As we noted in our discussion of open market operations, in a limited reserves environment the FOMC can affect banks' balance sheets and the money supply. The following figures shows this process in detail.
Changes in Happy Bank's Balance Sheet
Figure E1 (a) shows that Happy Bank starts with $460 million in assets, divided among reserves, bonds and loans, and $400 million in liabilities in the form of deposits, with a net worth of $60 million. When the central bank purchases $20 million in bonds from Happy Bank, the bond holdings of Happy Bank fall by $20 million and the bank’s reserves rise by $20 million, as Figure E1 (b) shows. However, Happy Bank only wants to hold $40 million in reserves (the quantity of reserves with which it started in Figure 15.5) (a), so the bank decides to loan out the extra $20 million in reserves and its loans rise by $20 million, as Figure E1 (c) shows.

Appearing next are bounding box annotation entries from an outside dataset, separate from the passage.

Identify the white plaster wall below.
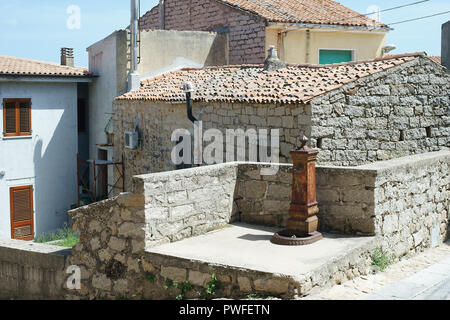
[0,82,78,238]
[87,30,128,192]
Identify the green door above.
[319,50,353,64]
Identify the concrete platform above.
[147,224,376,280]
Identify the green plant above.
[144,272,155,283]
[34,223,80,248]
[174,281,192,300]
[372,248,393,271]
[205,274,221,296]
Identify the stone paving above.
[303,241,450,300]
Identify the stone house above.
[140,0,391,64]
[114,53,450,188]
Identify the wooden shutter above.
[19,101,31,133]
[3,101,17,135]
[10,186,34,240]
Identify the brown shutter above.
[4,102,16,134]
[19,102,31,133]
[10,186,34,240]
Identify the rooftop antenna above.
[128,0,141,91]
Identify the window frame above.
[3,98,33,137]
[9,185,34,241]
[317,48,357,66]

Figure E2 (a) shows the balance sheet of Happy Bank before the central bank sells bonds in the open market. When Happy Bank purchases $30 million in bonds, Happy Bank sends $30 million of its reserves to the central bank, but now holds an additional $30 million in bonds, as Figure E2 (b) shows. However, Happy Bank wants to hold $40 million in reserves, as in Figure E2 (a), so it will adjust down the quantity of its loans by $30 million, to bring its reserves back to the desired level, as Figure E2 (c) shows.